Self-pity wasn't in her nature. Resentment took its place. Oh, she had more sense than to blame him. He'd had no way of knowing what a nerve he touched. For that matter, she hadn't known it was still so raw. To rail at dice that fell wrong was idiotic. However, the anger had to strike at something.

"Yes, we'll be busier than a one-armed octopus," he was saying. "Perhaps with the kzinti too."

"God, I hope not!" burst from her.

"I'm hoping for it, actually. I'll see what I can do toward bringing it about, in whatever degree."

Startled, she asked, "What?"

"We might manage some scientific collaboration. You know how fruitful, how inspiring and stimulating, our exchanges with other races have been," he said earnestly. "We're overdue for an interaction with the kzinti that isn't hostile."

"How?" demanded scorn.

He raised his brows. "How not? They're intelligent, sentient beings. Their civilization surely has its own riches. What might we learn from them?"

"New ways of murder and torture, maybe," she sneered.

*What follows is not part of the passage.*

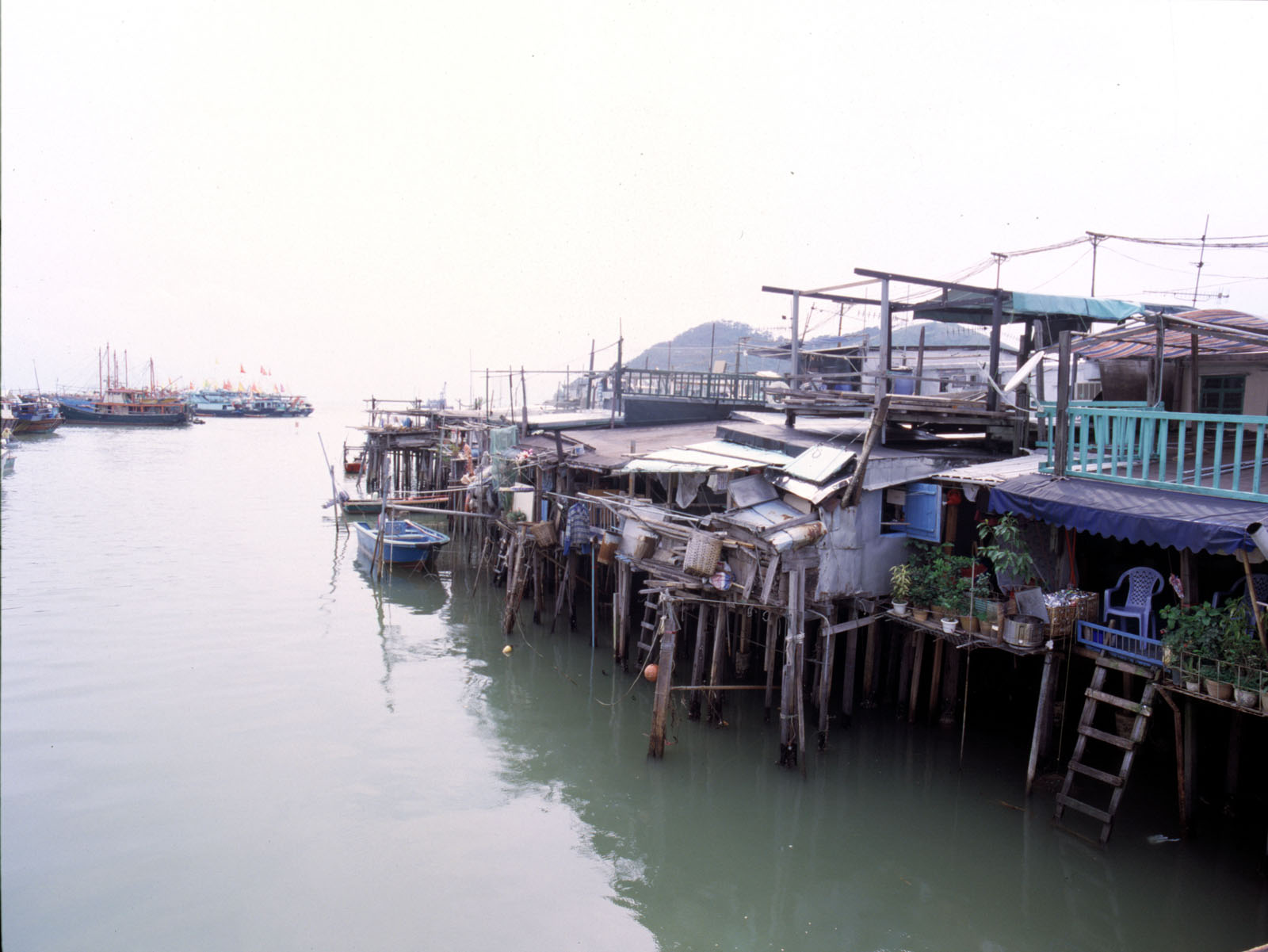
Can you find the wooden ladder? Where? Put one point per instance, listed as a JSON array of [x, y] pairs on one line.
[[1122, 746], [647, 632]]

"You can't be serious, Tyra. Yes, they've been aggressors, they've committed atrocities, but that's been true of humans in the past. Read your history. Nor have we lost the potential, I'm afraid." He gulped from his stein. "Blood guilt is one of the most vile and dangerous concepts our race ever came up with. We've got to put it behind us, for decency's sake, for survival's sake."

She unclenched her teeth. "I'm not talking about inherited guilt. I'm talking about inherited drives and instincts. The kzinti are what they are. You can no more deal with them in good faith than you can with a—a disease germ."

"They live among us, Tyra!" he protested.

"A few. In their enclaves. Eccentrics, misfits, atypical—abnormal, for kzinti. But don't ever turn your back on one."

His whisper sounded aghast. "I didn't imagine you were a racist."

"I didn't imagine you were an utter fool." The flare damped down. "Craig, I know them. I grew up under their occupation. I saw what they did to my people. I felt what they did to—my father, my family—" The tears stung. She blinked them away. "And then I myself—but that doesn't matter. They tried their best to kill my friends and me, that's all. What does matter is how often they've succeeded with others."

"Culture— Ethnic character is mutable. It can grow in the right directions."

"When enough of their most murderous are dead, out of their gene pool, maybe then," she said. "You and I won't live to see the day, if it ever comes. And first the weeding has to be done."

"This is appalling." Raden sighed. "Well, evidently the attitude is a common one. We'd better drop the subject."

"Yes," she said coldly. She knocked back her beer and rose. "Thank you for the drink." She left him.

The relationship continued amicably, but warmth had gone out of it.